Rocket scientists in the US are employed by NASA or a similar organization to design and manufacture spacecraft. This requires a minimum of a bachelor's degree in aerospace engineering, though many people in this industry need or prefer to obtain a higher degree.
Rocket scientists are aerospace engineers who specialize in the design and manufacture of spacecraft. They work with the principles of science and engineering to create vehicles that fly within or above the Earth's atmosphere. The job of a rocket scientist requires proficiency with physics, chemistry, aerodynamics, propulsion, communications and mathematics. A bachelor's degree in aerospace engineering or a related field is the minimum requirement for entry-level positions, while many candidates choose to pursue graduate degrees to enhance their career prospects.

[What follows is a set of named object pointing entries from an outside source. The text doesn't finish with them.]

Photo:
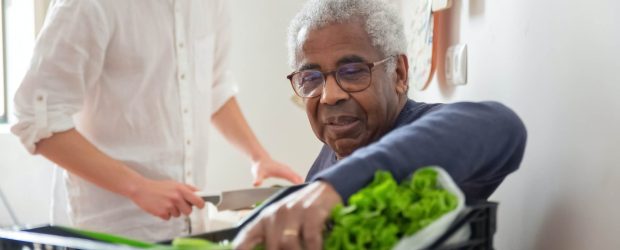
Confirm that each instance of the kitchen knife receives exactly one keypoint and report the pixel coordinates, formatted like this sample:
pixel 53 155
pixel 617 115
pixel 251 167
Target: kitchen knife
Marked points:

|Required Education||Bachelor's degree minimum requirement; further education may be beneficial and is required for carrying out independent research|
|Other Requirements||Proficiency in physics, aerodynamics and related subjects|
|Projected Job Growth (2014-2024)*||-2% for all aerospace engineers|
|Median Salary (2015)*||$107,830 for all aerospace engineers|
Source: *U.S. Bureau of Labor Statistics
Rocket scientists and aerospace engineers generally work on the design and testing of rocket-propelled vehicles, such as orbiting spacecraft or missiles. They could specialize in a particular area of aerospace engineering, such as space exploration vehicles or defense systems. They might also choose to focus on a particular component of spacecraft, such as acoustics, aerodynamics, propulsion or guidance systems.
Duties can include designing aerospace vehicles or systems, overseeing the manufacture and fabrication of projects, devising testing methods or developing quality criteria for spacecraft systems, such as the communications or fuel system. Within their design processes, rocket scientists need to determine the most efficient and effective placement for instrumentation and controls to assure ease of use for manned vehicles or connectivity for unmanned spacecraft. Other tasks can include assessing the results of quality control inspections to ensure the aerospace system meets necessary specifications and develop reports or handbooks for operators who use the equipment or vehicles.
The U.S. Bureau of Labor Statistics (BLS) reported that the median annual salary for aerospace engineers, including rocket scientists, was $107,830 in 2015. About 38% of aerospace engineers worked in the aerospace parts and products manufacturing industry; that segment of workers earned an average of $106,440. Average wages were somewhat higher for those in scientific research and development, at $107,840 per year in 2015.
About 60% of the National Aeronautics and Space Administration's (NASA) employees work in an aerospace engineering capacity (www.nasa.gov). Starting pay depends upon position, special qualifications, level of experience and level of education. Employees also receive grade and cost of living increases annually.
The BLS projected that employment for aerospace engineers would decrease by 2 percent between 2014 and 2024. In addition to employment in the aerospace industry, rocket scientists can also find employment in motor vehicle design and manufacturing industries. With the knowledge and skills learned in aerodynamics and engineering, rocket scientists working in the motor vehicle industry can design vehicles with lower air resistance and greater fuel efficiency.
To recap, a bachelor's degree in aerospace engineering is the minimum requirement to become a rocket scientist. This career involves designing and manufacturing spacecraft, although the skills required could be transferred to a similar industry, such as manufacturing or motor vehicle engineering. Jobs were expected to decline slightly in this field from 2014-2024, and median salaries were in the low six figures in 2015.